*Original article published by Confebask (link)

The COVID19 pandemic has brought with it an unprecedented impact on the economy due to the need to completely paralyze the productive system to eradicate its expansion. The distancing and confinement measures have also significantly affected directly for consumption, generating a scenario of uncertainty and mistrust.

In the scope environment, there has been a turning point on the road to ecological transition. The fall in the consumption of fossil fuels has generated a 2020 scenario in which the largest drop to date in the greenhouse gas (GHG) emissions. According to report issued by the International Energy Agency (IEA), global GHGs will fall by 8%, which in absolute terms represents a drop never seen. Even so, it would be necessary for these figures to be repeated year after year in order to reach net zero emissions by 2050.

After the shock of COVID19, short-term efforts to boost the recovery of our society are oriented to ensure a prompt reactivation economy and to ensure employment and social welfare. rescue measures immediate economic and social focus on the present (cyclical approach) and, at a given moment, they may forget the implications of challenges, such as climate emergency, which can still be understood to be related to the future generations and not so much with the present ones. However, the measures of recovery of the economic base do cover the long term (structural approach).

Opt for one or the other measures may alter the desired balance between economic, social and and environmental.

That is, the investments made now aimed at alleviating the economic crisis and reactivating the business base will condition, to a great extent, the process of ecological transition of the economy and, consequently, the evolution of the climate emergency in which we are immersed and whose indicator par excellence are GHG emissions into the atmosphere.

Table 1. “Model” policies chosen by the researchers.

Hepburn et al (2020), published a study in April< /a> with the objective of analyzing the climate impact of the policies that are carried out in the face of recessions. The study had a 230-person expert panel comprised of senior officials from central banks, development banks, finance/treasury ministers, academics, and other expert groups.

Those who participated in the study evaluated 25 “model” policies chosen by the team investigator. The policies were proposed based on an exercise of cataloging of more than 700 economic stimuli adopted by the countries of the G20 during the period 2008-2020.

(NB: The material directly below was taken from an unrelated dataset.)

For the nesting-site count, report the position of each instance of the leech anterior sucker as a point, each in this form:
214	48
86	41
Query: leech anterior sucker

It was requested at people surveyed who evaluated the policies based on four metrics:

  • Speed ​​of implementation (from less than a month to more than three years).
  • Economic multiplier effect in the long term (of low to high).
  • Potential climate impact (from very negative to very positive).
  • Global convenience based on personal criteria of each expert consulted.

Of the 25 areas of action on which the consultation was made, those six who are directly involved in the competitiveness of the business base (investment in general R&D, investment in clean R&D, Investment in connectivity, Investment in energy infrastructure, Investment in connectivity, Investment in professional recycling) induce the greatest multiplier effect in terms economic and positive climatic impacts.

  • Invest in clean energy infrastructure (i.e. through renewable energy, storage techniques) and in modernization of connectivity networks (policies T and S). This type of action clearly improves the efficiency of the processes at the same time that this improvement in competitiveness impacts positive in the climate.
  • Invest in R&D (policies X and Y). Investment in R&D favors, in the long run, an improvement of existing production processes and Contributes to the discovery of new technologies. The innovation environment aimed at improving business competitiveness is closely related to obtaining cleaner and more responsible processes with the climate.
  • Invest in training and professional retraining (policy N). Events such as the current health crisis and technological development They promote constant changes in the market. Firms that do not increase training their staff run the risk of losing part of their productivity and investment. The promotion of training within the company maximizes the competitive advantages and taking advantage of business opportunities while increasing the social and environmental awareness of the employees.

Of the interpretation of the results of this work and the evidence of previous analyses, give rise to messages of great importance for the formulation of policies of recovery after COVID19.

In particular, it is very It is convenient to highlight that it is precisely the policies that promote the competitiveness of the companies that have the greatest positive impact on the climate emergency (yellow quadrant).

A very relevant point when making the best investment policy decisions and when prioritize recovery schemes promoted from the public.

The uncertain nature of the current crisis advises not to lose perspective and integrate decisively and security measures to promote competitiveness as a formula for success for achieve that desired balance between economic development and engagement climate.